Amerika'da sinema okuyan ve Ralph Macchio'ya benzeyen yakışıklı bir Arap gencinin kendi ülkesini (Suudi Arabistan) tanıtma amaçlı çektiği görüntüler ve yaptığı yolculuk üzerinden kurgulanan Arabia'nın ilköğretim öğrencilerine bir şeyler anlatma seviyesindeki sinema dili yüzünden başından itibaren mesafeli bir duruş sergiledim. Herkesin mutlu, mesut yaşadığına inanmamız için çırpınan bu yapımın, insan haklarının sefaletini iyi bildiğimiz bu çöl ülkelerine yüklemeye çalıştığı sempati, Arap düşmanlığının dozunun iyice kaçtığı batıda işe yarayabilir belki. Amaç da bu sanırım. Batı toplumuna bu tür yapımlarla "tekrar nefret edene kadar biraz sevelim." tarzı bir fikir tohumlaması yapılıyor olabilir. Ayrıca İslam tarihini anlatan bir yapımda, Osmanlı'nın ve Türk'ün adını hiç anmadan her şeyin Araplarca yapıldığından dem vurmak, kötü niyetli bir kasıt olsa gerek.

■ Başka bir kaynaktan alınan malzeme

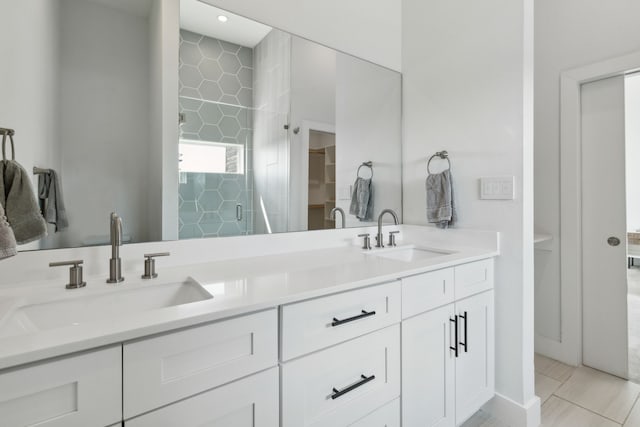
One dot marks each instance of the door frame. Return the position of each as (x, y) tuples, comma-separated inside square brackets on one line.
[(306, 127), (569, 349)]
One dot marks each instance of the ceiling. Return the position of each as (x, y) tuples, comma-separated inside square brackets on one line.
[(139, 8), (202, 18)]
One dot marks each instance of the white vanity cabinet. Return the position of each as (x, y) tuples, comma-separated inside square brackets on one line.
[(83, 390), (248, 402), (448, 352), (358, 374), (166, 368)]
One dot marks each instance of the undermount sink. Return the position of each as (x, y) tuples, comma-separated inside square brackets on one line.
[(409, 253), (111, 305)]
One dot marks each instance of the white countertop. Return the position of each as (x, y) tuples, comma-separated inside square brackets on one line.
[(239, 286)]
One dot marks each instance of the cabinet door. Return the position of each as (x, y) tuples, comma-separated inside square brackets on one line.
[(475, 364), (385, 416), (170, 367), (428, 369), (82, 390), (249, 402)]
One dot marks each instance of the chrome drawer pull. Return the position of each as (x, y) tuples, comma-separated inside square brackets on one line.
[(337, 393), (337, 322)]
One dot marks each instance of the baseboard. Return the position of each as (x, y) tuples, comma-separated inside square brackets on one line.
[(514, 414), (556, 350)]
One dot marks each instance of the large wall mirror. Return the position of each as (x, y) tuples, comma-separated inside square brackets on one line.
[(193, 122)]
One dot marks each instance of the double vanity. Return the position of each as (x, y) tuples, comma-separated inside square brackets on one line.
[(331, 336)]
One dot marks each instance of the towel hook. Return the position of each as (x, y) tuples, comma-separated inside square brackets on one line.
[(444, 155), (8, 132), (368, 164)]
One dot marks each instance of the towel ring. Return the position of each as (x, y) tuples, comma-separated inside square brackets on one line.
[(367, 164), (443, 155), (4, 142)]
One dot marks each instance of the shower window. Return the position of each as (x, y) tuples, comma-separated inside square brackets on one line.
[(211, 157)]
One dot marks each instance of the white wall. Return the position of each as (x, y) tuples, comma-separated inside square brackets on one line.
[(632, 157), (104, 64), (368, 128), (467, 88), (271, 99), (162, 192), (29, 86), (359, 27), (568, 34)]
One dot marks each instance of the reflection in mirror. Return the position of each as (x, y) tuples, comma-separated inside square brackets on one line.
[(307, 117), (272, 128)]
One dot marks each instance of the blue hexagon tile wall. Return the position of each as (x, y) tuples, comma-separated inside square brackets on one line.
[(216, 97)]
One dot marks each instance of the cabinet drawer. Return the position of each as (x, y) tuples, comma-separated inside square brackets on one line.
[(322, 322), (387, 416), (340, 385), (426, 291), (473, 278), (77, 391), (170, 367), (249, 402)]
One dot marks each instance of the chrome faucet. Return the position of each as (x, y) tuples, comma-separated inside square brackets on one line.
[(332, 215), (379, 236), (115, 263)]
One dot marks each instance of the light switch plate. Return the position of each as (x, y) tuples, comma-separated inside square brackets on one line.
[(497, 188)]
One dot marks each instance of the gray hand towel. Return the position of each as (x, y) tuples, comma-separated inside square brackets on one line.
[(20, 204), (51, 201), (440, 205), (362, 199), (7, 238)]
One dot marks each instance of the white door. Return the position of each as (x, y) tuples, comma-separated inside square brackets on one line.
[(475, 365), (428, 369), (604, 273)]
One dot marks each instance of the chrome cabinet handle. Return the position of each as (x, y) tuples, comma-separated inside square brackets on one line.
[(337, 322), (364, 379)]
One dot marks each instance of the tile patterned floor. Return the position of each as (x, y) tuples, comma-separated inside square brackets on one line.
[(578, 397)]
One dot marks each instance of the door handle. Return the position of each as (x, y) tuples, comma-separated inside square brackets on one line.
[(613, 241)]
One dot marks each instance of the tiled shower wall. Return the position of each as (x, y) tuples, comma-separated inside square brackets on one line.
[(216, 97)]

Kadın haklarının Arap yarımadasında ne kadar da iyileştirildiği konusunda, seyredeni ikna etmek için epey ter döken Arabia'da gösterilen Arap şairi kadının filmin finaline doğru dış ses eşliğindeki görüntülerini izlerken hamburger ısmarladığını görmek, aslında bu halkın ne kadar sıkıştırılmış ve özlem içinde yaşayan bir halk olduğunu anlamam açısından zihin açıcı oldu. Ne kadar kurgularsanız kurgulayın gerçekler bir yerlerden sızıyor işte!

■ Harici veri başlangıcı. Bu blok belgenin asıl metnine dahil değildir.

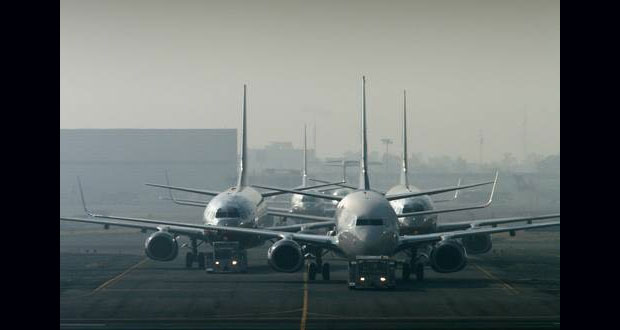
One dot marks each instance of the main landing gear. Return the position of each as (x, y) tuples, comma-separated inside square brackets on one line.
[(318, 266), (194, 256)]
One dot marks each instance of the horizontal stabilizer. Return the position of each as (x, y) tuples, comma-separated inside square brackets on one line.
[(491, 222), (437, 190), (300, 216), (487, 204), (300, 192)]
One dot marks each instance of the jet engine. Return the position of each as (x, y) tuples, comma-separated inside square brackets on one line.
[(448, 256), (286, 256), (161, 246), (477, 244)]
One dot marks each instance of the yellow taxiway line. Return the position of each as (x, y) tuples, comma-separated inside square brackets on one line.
[(119, 276)]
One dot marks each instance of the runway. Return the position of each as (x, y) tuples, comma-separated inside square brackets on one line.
[(517, 285)]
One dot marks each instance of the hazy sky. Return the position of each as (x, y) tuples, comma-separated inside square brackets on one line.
[(467, 66)]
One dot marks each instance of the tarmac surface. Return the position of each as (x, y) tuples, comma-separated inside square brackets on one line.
[(106, 282)]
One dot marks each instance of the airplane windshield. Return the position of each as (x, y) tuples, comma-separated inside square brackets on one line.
[(369, 222), (227, 213), (413, 208)]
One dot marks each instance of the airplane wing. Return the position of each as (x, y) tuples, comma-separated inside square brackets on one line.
[(302, 227), (336, 184), (280, 192), (276, 209), (410, 214), (174, 228), (199, 230), (185, 202), (192, 190), (443, 227), (300, 216), (307, 193), (456, 195), (407, 241), (214, 193), (438, 190)]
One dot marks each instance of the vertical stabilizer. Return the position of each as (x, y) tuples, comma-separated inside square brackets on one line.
[(403, 174), (244, 146), (364, 181), (304, 170)]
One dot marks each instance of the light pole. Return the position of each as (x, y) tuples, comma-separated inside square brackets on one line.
[(387, 143)]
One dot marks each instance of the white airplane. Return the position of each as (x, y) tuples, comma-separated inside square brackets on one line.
[(365, 224), (303, 204), (421, 215), (239, 206)]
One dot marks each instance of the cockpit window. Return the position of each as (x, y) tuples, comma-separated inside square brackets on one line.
[(369, 222), (417, 207), (227, 213)]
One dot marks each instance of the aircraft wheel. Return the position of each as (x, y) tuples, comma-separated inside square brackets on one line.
[(312, 271), (189, 260), (325, 271), (201, 260), (406, 271), (419, 272)]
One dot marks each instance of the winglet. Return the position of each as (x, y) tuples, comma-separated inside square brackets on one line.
[(243, 161), (168, 183), (82, 198), (304, 170), (492, 189), (403, 174), (364, 181)]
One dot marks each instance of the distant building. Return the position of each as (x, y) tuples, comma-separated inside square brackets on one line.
[(279, 156)]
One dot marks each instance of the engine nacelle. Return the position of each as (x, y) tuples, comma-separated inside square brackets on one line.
[(477, 244), (161, 246), (286, 256), (448, 256)]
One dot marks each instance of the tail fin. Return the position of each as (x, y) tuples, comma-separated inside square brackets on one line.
[(304, 170), (244, 145), (364, 181), (403, 174)]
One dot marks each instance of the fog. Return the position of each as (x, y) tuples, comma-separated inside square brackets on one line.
[(469, 67)]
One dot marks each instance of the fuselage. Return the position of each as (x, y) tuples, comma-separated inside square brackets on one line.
[(418, 224), (341, 192), (232, 208), (366, 224)]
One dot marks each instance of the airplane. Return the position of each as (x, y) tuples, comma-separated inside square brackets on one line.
[(238, 206), (422, 215), (365, 224), (301, 203)]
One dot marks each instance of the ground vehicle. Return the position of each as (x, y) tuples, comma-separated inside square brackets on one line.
[(227, 257), (372, 272)]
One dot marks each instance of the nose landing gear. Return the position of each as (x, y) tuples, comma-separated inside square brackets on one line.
[(318, 266)]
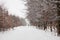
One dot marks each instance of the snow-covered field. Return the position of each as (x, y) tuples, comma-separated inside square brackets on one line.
[(27, 33)]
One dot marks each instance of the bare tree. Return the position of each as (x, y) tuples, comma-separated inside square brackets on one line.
[(9, 21), (43, 13)]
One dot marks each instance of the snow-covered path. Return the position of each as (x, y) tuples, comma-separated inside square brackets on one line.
[(27, 33), (16, 7)]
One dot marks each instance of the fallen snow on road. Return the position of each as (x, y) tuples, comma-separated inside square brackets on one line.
[(27, 33)]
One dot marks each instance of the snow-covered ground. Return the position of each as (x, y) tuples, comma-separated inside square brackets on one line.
[(27, 33), (16, 7)]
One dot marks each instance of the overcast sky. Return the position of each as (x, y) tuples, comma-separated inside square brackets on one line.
[(15, 7)]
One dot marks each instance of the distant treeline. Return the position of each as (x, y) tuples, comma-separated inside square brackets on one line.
[(9, 21), (44, 14)]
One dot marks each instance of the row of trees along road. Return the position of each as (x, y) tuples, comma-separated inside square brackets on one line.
[(44, 14)]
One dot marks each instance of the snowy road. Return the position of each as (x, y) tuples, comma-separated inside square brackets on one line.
[(27, 33), (16, 7)]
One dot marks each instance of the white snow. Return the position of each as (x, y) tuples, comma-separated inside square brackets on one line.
[(16, 7), (27, 33)]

Arabia 3D bana en çok, TV'nin henüz sinemaya rakip olmadığı zamanlarda asıl filmden önce gösterilen ve Amerikalılara oldukça çocuksu bir dille sunulan Hindistan, Uzakdoğu gibi egzotik diyarlara ait kurmaca belgeselleri hatırlattı. İnternetin sınırsız bilgi akışına izin verdiği şu zamanda böyle bir şeye ne gerek vardı? Eğer 3D bunlara da hizmet edecekse yandık demektir!
Yiğidi öldürüp hakkını yemememiz gerekiyorsa, Eski Arap âlimlerinin dünya bilimine katkıları ve Kâbe'de çekilen tavaf görüntülerinin oldukça etkileyici olduğunu söyleyebilirim. Koyaanisqatsi (1982) benzeri, sadece görüntülerden oluşan bir iş olabilseydi çok daha anlamlı olabilirdi. Ramazan ayında uhrevi bir şeyler seyretmek ihtiyacı içinde olanlar, yanlı anlatıma aldırmazlarsa bu Imax deneyimini çekici bulabilirler. Yoksa Hac'dan getirilen ve 3D görüntüler gösteren merceklere bakmaktan daha anlamlı değil!